Dalla “radiografia” di Antigone che dal 1998 indaga le carceri italiane si possono trarre delle conclusioni che servono a spiegare anche i cambiamenti avvenuti nella società italiana negli ultimi anni. Il numero totale di detenuti è di 56.436. Negli ultimi sei mesi sono aumentati di circa 1.500 unità, mentre nel semestre precedente la crescita era stata di circa 1.100 unità. Dalla fine del 2015 alla fine del 2016 il tasso di affollamento è passato dal 105% al 108,8%, ed al 30 aprile 2017 eravamo già al 112,8%.

I reati, come si diceva, sono diminuiti: nel 2015 il totale di quelli denunciati è stato pari a 2.687.249, contro i 2.812.936 del 2014. Sono diminuiti reati gravi come l’omicidio volontario (-15%), la violenza sessuale (-6,04), ma anche le rapine (-10,62%) e i furti (-6,97). Antigone fa il paragone con il 1991: gli omicidi erano stati 1.916 che nel 2016 sono passati a 396. Sempre nel 1991 i detenuti erano 31.053. «Dunque – si legge nel Rapporto – si ammazzava cinque volte di più, ma si finiva in galera due volte di meno. Non si era ossessionati dalla sicurezza».

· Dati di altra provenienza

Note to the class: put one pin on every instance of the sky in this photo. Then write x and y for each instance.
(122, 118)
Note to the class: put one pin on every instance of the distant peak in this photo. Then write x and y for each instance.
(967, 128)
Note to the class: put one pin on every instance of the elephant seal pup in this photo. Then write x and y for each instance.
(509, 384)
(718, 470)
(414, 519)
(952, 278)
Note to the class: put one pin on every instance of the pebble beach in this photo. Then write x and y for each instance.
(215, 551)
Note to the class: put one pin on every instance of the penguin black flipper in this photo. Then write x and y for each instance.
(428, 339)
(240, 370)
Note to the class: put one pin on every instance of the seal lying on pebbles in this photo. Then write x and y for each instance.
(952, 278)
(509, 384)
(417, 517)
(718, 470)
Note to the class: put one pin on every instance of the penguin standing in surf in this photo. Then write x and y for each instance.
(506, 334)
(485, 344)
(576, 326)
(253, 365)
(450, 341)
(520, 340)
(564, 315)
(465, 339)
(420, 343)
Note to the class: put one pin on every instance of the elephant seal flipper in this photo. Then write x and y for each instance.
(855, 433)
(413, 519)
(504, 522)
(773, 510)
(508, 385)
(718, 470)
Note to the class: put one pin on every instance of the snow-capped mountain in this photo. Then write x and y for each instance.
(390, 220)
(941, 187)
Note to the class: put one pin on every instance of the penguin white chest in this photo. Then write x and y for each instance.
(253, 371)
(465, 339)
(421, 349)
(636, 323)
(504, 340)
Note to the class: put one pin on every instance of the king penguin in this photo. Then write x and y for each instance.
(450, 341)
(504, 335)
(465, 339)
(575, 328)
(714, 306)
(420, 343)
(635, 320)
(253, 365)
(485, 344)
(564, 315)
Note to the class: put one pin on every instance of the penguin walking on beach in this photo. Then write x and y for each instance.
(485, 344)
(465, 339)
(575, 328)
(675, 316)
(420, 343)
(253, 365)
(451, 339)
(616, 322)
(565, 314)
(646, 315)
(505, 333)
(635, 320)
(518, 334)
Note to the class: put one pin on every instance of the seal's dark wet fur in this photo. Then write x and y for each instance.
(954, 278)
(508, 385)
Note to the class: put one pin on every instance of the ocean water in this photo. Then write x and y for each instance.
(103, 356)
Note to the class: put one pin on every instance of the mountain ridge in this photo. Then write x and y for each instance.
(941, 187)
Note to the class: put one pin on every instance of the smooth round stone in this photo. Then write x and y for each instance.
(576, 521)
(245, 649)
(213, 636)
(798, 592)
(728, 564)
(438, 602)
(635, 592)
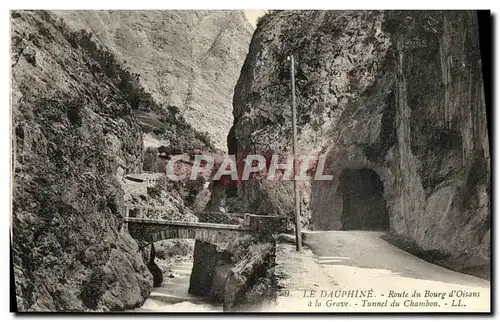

Perché dunque adesso l’aumento di detenuti? Secondo Antigone si tratta di una crescita dovuta al particolare stato dell’opinione pubblica in questo momento, ben diverso rispetto a qualche anno fa. E qui si comprende quanto conta una politica allarmistica e quando contano i media mainstream che seguono acriticamente i leader populistici il cui scopo principale è quello di destare insicurezza tra la popolazione.